Small fluctuations are reasonable, and the uncertainty is relatively low. But, if it moves wild, it creates uncertainty in the economic decision making by businesses. This ultimately disrupted the company’s financial stability.
Exchange rate movements expose various aspects of business, from income, financing, investment, and operations. Adverse movements of exchange rates can jeopardize the company’s profitability, cash flow, and firm value.
How exchange rate risk works
Exchange rate risk exposes various companies involved in international transactions. They include:
- Institutional investors.As theyinvest in the capital market, the exchange rate affects the return rate on investment they get.
- Exporters and importers. For exporters, the exchange rate affects product prices in foreign markets. For importers, it affects foreign goods’ prices (such as raw materials and capital goods) when they enter the domestic market.

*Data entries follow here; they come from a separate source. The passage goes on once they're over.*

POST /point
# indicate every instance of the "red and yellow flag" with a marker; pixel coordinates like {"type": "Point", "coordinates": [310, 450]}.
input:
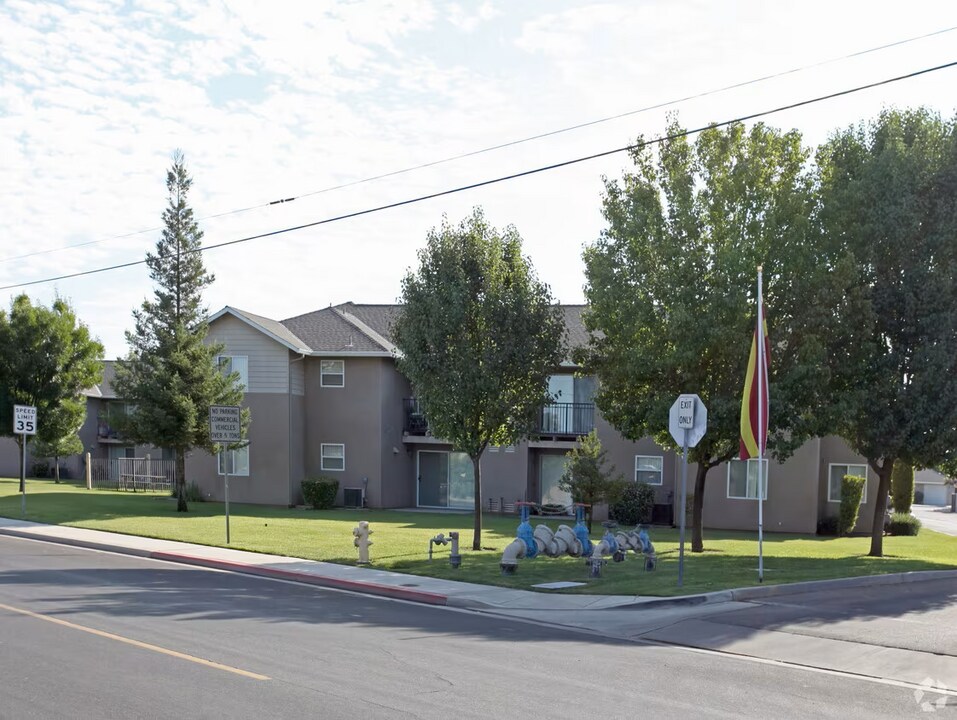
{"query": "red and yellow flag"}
{"type": "Point", "coordinates": [751, 414]}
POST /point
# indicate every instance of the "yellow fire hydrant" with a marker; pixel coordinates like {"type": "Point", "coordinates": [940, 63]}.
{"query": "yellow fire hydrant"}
{"type": "Point", "coordinates": [362, 541]}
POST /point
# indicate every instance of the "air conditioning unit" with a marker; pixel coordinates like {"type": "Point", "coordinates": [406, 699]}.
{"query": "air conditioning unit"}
{"type": "Point", "coordinates": [353, 497]}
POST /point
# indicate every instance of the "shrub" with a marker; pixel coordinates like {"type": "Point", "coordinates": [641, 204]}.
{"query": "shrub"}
{"type": "Point", "coordinates": [634, 504]}
{"type": "Point", "coordinates": [827, 526]}
{"type": "Point", "coordinates": [852, 490]}
{"type": "Point", "coordinates": [193, 492]}
{"type": "Point", "coordinates": [320, 492]}
{"type": "Point", "coordinates": [903, 524]}
{"type": "Point", "coordinates": [902, 487]}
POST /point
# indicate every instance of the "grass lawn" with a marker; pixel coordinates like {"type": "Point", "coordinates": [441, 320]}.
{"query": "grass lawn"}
{"type": "Point", "coordinates": [401, 542]}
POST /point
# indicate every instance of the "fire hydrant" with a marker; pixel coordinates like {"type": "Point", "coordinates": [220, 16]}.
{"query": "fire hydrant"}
{"type": "Point", "coordinates": [362, 541]}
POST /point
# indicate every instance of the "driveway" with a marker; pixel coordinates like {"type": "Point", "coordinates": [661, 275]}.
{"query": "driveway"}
{"type": "Point", "coordinates": [936, 518]}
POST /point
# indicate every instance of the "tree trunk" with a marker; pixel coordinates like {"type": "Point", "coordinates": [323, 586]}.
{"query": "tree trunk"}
{"type": "Point", "coordinates": [477, 529]}
{"type": "Point", "coordinates": [181, 505]}
{"type": "Point", "coordinates": [697, 519]}
{"type": "Point", "coordinates": [880, 507]}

- Securities issuers. Some companies access funding abroad through foreign loans or the issuance of global bonds. If the exchange rate changes, it affects the cost of paying interest or paying off debt.
In general, foreign currency exchange rate risk arises when companies conduct financial transactions in foreign currencies. Meanwhile, in financial operations and reporting, they use the domestic currency.
For example, Indonesia companies use the rupiah in their daily activities and financial reporting. For a revenue source, they get it from the United States market, which is denominated in US dollars. Also, they may have loans in US dollars. So, when the rupiah exchange rate against the US dollar changes, it affects their loan interest expense and revenue.
At the end of the accounting period, they report their business results in rupiah. Therefore, they have to convert interest expense and revenue into rupiah.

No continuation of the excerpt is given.